"You may destroy the town," came the French message under the flag of truce, "but you will never get inside it."
"I will take Quebec," replied Wolfe, "if I stay here until November."
One plan only now remained: it was to creep up in the night and scale the heights. It was a desperate move, but the only one that remained that offered a chance of success. In the midst of his plans the young English commander fell ill. He had always been of a delicate constitution, ever struggling with sickness. Days elapsed, but his heroic spirit conquered, and on the 11th of September the English troops were directed to be ready to land and attack the enemy. While a portion of the troops made a feint to the eastward to disguise Wolfe's intentions from the enemy, Wolfe and his troops drifted up stream with the tide. When the tide began to ebb, boats full of soldiers were cast off, reaching in safety a little cove three miles above Quebec.
In the first boat to land was the young general himself, who, as the oarsmen plied their muffled oars, murmured softly to his officers, the famous lines in Gray's Elegy:—
The boast of heraldry, the pomp of power,
And all that beauty, all that wealth e'er gave,
Await alike the inevitable hour—
The paths of glory lead but to the grave.
"Gentlemen," said Wolfe, "I would rather have written those lines than take Quebec."

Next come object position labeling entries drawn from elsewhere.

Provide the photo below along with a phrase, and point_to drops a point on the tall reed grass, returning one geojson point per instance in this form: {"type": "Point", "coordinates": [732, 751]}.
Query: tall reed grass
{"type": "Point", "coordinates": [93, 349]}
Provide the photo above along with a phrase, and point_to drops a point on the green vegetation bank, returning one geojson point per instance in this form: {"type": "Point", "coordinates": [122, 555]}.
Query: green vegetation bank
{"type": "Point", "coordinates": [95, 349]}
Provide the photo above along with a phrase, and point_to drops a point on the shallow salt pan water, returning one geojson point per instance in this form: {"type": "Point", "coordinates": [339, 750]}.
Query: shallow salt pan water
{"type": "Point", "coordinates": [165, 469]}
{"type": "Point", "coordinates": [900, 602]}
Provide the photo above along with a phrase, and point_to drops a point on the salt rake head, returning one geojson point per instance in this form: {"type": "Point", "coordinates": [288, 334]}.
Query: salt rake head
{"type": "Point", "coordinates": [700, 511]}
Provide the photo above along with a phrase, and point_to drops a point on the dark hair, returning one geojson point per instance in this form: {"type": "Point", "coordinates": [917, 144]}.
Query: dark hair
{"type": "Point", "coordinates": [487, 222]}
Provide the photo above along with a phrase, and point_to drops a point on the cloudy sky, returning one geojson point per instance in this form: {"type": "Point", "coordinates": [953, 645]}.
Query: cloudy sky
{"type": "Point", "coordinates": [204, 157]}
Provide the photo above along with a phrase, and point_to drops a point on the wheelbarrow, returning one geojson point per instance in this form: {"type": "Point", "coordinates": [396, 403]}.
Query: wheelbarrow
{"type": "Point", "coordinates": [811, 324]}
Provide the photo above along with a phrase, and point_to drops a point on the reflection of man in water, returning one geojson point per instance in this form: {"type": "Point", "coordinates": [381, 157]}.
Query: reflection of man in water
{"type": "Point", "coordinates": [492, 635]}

As the boat's prow touched the shore, the sentinel's challenge rang out in the darkness, "Qui vive." To hesitate was to be lost. Instantly a Scotch captain, who spoke French perfectly, answered, "La France!"
"A quel régiment?"
"De la Heine," replied the Highlander boldly.
His quickness averted a calamity. The sentry was satisfied; his comrades had been expecting provision boats from Montreal, and he thought they had arrived. Sentry after sentry was passed by Wolfe and his men with the same result.